Date of Award

December 2020

Degree Type

Dissertation

Degree Name

Doctor of Philosophy (PhD)

Department

Cultural Foundations of Education

Advisor(s)

Emily Robertson

Second Advisor

Elisabeth Lasch-Quinn

Keywords

Autopoiesis, Education, Embodied mind, Mindfulness, Neuropragmatism, Process philosophy

Subject Categories

Education

Abstract

Mindfulness-based interventions are becoming an increasingly popular means for helpingstudents deal with the multidimensional challenges they face in contemporary educational settings.
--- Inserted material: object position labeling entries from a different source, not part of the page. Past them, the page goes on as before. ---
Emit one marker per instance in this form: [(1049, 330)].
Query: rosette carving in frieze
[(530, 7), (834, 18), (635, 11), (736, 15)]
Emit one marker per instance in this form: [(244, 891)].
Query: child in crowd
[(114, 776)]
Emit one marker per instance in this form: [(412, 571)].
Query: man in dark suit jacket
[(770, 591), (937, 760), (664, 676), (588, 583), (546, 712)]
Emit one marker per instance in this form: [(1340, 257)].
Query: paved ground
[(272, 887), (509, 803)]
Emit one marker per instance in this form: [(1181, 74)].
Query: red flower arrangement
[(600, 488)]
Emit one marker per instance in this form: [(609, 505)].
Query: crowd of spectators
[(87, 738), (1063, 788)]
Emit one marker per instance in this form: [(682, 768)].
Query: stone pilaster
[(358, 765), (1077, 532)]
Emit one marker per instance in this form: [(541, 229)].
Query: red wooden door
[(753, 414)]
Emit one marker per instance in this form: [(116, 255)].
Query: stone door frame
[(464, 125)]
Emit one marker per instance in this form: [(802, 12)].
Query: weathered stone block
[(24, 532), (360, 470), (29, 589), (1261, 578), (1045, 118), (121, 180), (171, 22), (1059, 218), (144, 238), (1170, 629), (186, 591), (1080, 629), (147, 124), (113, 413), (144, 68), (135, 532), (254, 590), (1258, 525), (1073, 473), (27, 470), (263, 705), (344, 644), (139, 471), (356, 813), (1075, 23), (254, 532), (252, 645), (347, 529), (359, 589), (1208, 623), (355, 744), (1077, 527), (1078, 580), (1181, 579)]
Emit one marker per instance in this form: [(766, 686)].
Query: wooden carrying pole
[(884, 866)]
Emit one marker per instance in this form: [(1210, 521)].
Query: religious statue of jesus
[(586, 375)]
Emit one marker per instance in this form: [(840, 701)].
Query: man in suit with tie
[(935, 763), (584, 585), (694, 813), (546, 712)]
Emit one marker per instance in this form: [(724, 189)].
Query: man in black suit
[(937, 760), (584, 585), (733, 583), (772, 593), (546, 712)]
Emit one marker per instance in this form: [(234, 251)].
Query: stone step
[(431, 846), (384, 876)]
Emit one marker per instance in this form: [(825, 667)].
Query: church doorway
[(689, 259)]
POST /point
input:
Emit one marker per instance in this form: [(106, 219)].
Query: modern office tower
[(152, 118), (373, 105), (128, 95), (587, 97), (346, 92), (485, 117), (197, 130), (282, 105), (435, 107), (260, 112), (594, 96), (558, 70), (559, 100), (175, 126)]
While potentially helpful, an uncritical employment of mindfulness in education can paradoxically function to reify the very neoliberal social conditions leading to the need for mindfulness in the first place. I assess this trend in educational theory and practice through John Dewey’s pragmatic philosophy. I show that the potential for both mindfulness and Dewey’s theory of mind and inquiry to support critical, sustainable social change is truncated by an uncritical retaining of the modern paradigm of mind that defines mind and cognition as private mental events internal to individual subjects. Following Dewey, I critique this view of mind as dubious according to the ontological assumptions underlying this paradigm. By presenting an original reading of Dewey’s theory of mind, life, and inquiry based on an autopoietic process ontology and the life-mind continuity thesis, I show that the sciences of mind are currently in the midst of a revolutionary period of science, shifting from a paradigm rooted in the substance metaphysical tradition to a new, transdisciplinary paradigm animated by process metaphysics and radically different theories of mind, life, and cognition, heuristically captured by the life- mind continuity thesis. On this view, life and mind are of a piece; where there is life there is mind. Showing that Dewey developed one of the first and most complete theories of this thesis, I integrate Dewey’s theories of mind and inquiry with the contemporary mindfulness movement and discuss how they can work together to enable a critical, socially engaged yet compassionate and uniqueness-respecting framework for a somatic-based holistic social inquiry in education. I call this mindful inquiry.